Their newest record, "Cryer and Ford: You Know My Music" … has lyrics so timely (mostly by Cryer) and music so appealing (mostly by Ford) that it should make people look for their earlier album, "Cryer and Ford" …; between them, they contain all the thematic music that American feminism needs to keep it singing for a generation….
Their music is made of the vast experience they have been through: joblessness, love affairs, failure (their musical, Shelter, which didn't stay long on the boards) and success (their musical, The Last Sweet Days of Isaac, which did), divorce, remarriage, children, joy. They stay as close as quarter notes, growing together, changing together. Their songs describe events we may have thought were uniquely ours; that is, in fact, how they create a bond with the audience which is uniquely theirs.
Sometimes they tell stories ("Another Unhappy Love Song"); sometimes they zing in a little bitterness ("Last Day at the Job")…. Gretchen Cryer's lyrics are not complicated ever; the perception that underlies them is accurate and has the force of the God's honest truth. (p. 64)
The main trouble with Cryer and Ford records is not the artists themselves, but just the way records are made today—overlays of violins that make it hard to concentrate on the lyrics, an otherworldly fade at the end of the otherwise excitingly real song.
Women looking for songs to sing on buses going to conventions should remember that Cryer and Ford have now made them available. "Hang On to the Good Times" is one, but it could also be belted out loudly around a piano. Same thing goes for their best song, "Changing," which, like a lot of their music, echoes the church choirs in which they both sang.

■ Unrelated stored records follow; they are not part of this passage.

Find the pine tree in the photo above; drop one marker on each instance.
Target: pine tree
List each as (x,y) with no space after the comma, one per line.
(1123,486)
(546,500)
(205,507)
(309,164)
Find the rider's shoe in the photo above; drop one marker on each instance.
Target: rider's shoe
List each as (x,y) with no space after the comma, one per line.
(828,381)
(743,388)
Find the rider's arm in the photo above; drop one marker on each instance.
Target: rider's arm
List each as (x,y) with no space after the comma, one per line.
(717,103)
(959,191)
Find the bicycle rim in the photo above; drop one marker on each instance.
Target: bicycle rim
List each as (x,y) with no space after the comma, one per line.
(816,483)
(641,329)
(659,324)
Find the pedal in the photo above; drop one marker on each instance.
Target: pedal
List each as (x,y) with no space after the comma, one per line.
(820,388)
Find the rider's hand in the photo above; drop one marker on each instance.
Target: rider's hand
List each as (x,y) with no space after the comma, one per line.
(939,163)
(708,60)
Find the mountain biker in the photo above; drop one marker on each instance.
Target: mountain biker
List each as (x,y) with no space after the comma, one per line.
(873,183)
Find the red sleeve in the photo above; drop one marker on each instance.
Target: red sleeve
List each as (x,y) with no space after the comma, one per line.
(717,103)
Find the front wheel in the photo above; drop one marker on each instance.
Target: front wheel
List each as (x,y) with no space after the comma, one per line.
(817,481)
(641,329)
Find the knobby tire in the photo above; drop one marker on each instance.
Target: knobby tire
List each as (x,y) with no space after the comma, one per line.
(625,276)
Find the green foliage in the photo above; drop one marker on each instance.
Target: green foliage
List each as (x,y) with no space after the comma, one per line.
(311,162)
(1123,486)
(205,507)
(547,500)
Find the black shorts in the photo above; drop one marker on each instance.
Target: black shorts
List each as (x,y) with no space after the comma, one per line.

Locked inside my headset, I tried it out: imagined I had just heard a rather inspiring sermon; okay, everybody rise, turn to page whatever; sing along with the women in the choir loft a song that is so true, it was familiar from the first time you heard it; sing it like an anthem that gets you out of the halls of worship and into the world, resensitized. (pp. 64-5)
Susan Dworkin, "Hang on to the Good Times," in Ms. (© 1977 Ms. Magazine Corp.), Vol. VI, No. 6, December, 1977, pp. 64-5.